Applied Generative AI: Building RAG Systems for Enterprise
Scheduled sessions
Beyond the chat box: Move from simple LLM wrappers to robust, enterprise-grade Generative AI applications using your company's private data.
Master the RAG (Retrieval-Augmented Generation) architecture. Learn how to ingest complex documents, apply advanced chunking strategies, and connect semantic search with Large Language Models.
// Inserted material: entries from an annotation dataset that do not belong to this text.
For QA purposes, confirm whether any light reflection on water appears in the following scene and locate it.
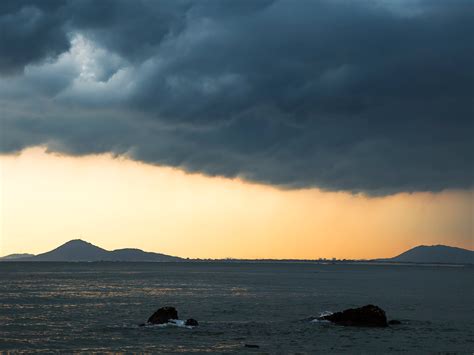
[0,263,474,353]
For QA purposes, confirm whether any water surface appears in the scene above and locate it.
[0,262,474,353]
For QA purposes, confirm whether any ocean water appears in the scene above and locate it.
[0,262,474,354]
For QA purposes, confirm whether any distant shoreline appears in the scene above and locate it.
[0,259,474,267]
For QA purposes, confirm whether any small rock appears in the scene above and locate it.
[244,344,260,349]
[148,307,179,324]
[318,304,388,327]
[184,318,199,327]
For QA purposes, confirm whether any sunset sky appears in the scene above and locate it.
[0,0,474,259]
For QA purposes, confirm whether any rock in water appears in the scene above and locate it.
[184,318,199,327]
[148,307,179,324]
[388,319,402,325]
[319,304,388,327]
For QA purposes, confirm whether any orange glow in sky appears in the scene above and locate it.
[0,148,473,259]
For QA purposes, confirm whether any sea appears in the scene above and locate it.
[0,262,474,354]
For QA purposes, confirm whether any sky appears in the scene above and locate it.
[0,0,474,258]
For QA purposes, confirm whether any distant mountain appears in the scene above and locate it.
[0,253,35,261]
[0,239,183,262]
[383,245,474,264]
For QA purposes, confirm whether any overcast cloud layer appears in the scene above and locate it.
[0,0,474,194]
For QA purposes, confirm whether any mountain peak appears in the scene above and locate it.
[8,239,182,261]
[389,244,474,264]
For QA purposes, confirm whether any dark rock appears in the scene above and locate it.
[244,344,260,349]
[148,307,179,324]
[184,318,199,327]
[319,304,388,327]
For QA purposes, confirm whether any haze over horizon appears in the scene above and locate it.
[0,0,474,259]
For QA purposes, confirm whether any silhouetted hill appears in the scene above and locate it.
[384,245,474,264]
[3,239,183,262]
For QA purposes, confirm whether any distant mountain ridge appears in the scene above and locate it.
[381,245,474,264]
[0,239,474,264]
[0,239,183,262]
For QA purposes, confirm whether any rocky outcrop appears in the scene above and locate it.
[147,307,179,324]
[318,304,388,327]
[144,307,199,327]
[184,318,199,327]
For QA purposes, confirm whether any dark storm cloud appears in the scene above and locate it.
[0,0,474,194]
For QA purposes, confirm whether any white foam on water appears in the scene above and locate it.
[145,319,194,329]
[311,311,333,323]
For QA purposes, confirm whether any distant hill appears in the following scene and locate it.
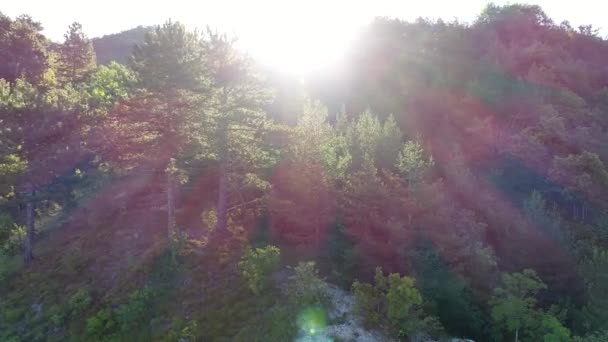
[92,26,151,64]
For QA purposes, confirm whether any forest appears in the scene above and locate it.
[0,4,608,342]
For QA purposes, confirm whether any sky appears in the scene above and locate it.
[0,0,608,73]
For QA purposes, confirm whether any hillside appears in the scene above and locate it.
[91,26,151,65]
[0,4,608,342]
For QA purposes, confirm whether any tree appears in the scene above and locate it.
[397,141,434,188]
[0,79,83,262]
[0,12,49,83]
[269,102,348,247]
[201,30,271,236]
[238,246,281,295]
[352,267,441,337]
[59,22,96,82]
[105,21,206,237]
[490,269,546,342]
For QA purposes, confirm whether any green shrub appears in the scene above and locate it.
[238,246,281,294]
[68,289,91,316]
[85,308,117,340]
[48,305,67,327]
[288,261,327,305]
[352,267,443,337]
[0,214,25,255]
[163,320,199,342]
[116,287,154,332]
[0,251,18,288]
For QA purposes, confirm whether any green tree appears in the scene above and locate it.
[0,12,49,83]
[104,21,206,238]
[59,22,96,82]
[490,269,546,342]
[0,79,83,262]
[201,30,271,236]
[238,246,281,295]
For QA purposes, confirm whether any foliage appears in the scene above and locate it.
[352,267,442,337]
[114,287,154,333]
[287,261,327,307]
[238,246,281,294]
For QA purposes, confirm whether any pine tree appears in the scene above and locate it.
[59,22,96,82]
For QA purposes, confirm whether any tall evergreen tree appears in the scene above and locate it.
[59,22,96,82]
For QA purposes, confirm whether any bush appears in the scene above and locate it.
[288,261,327,305]
[163,320,199,342]
[0,251,17,288]
[238,246,281,294]
[68,289,91,316]
[85,308,117,340]
[116,287,154,332]
[352,267,443,337]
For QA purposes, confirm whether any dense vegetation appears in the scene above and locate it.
[0,5,608,341]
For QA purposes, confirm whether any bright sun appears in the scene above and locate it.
[222,0,367,76]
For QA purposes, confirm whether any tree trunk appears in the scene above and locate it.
[215,161,228,235]
[167,172,175,240]
[23,184,35,263]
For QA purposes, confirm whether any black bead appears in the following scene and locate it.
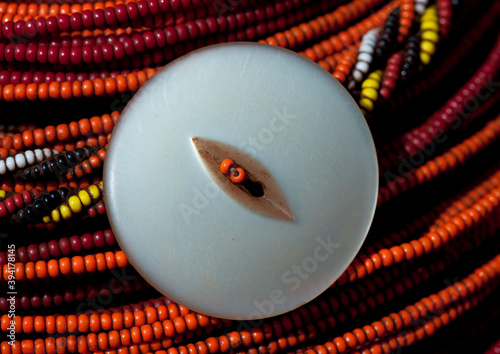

Frameworks & Tooling: Get hands-on with industry-standard orchestration frameworks like LangChain and LlamaIndex to build complex AI pipelines.
Production Focus: ~70% hands-on labs focused not just on building RAG, but on evaluating it. Learn techniques to mitigate hallucinations, measure recall/precision (using RAGAS), and handle prompt injection.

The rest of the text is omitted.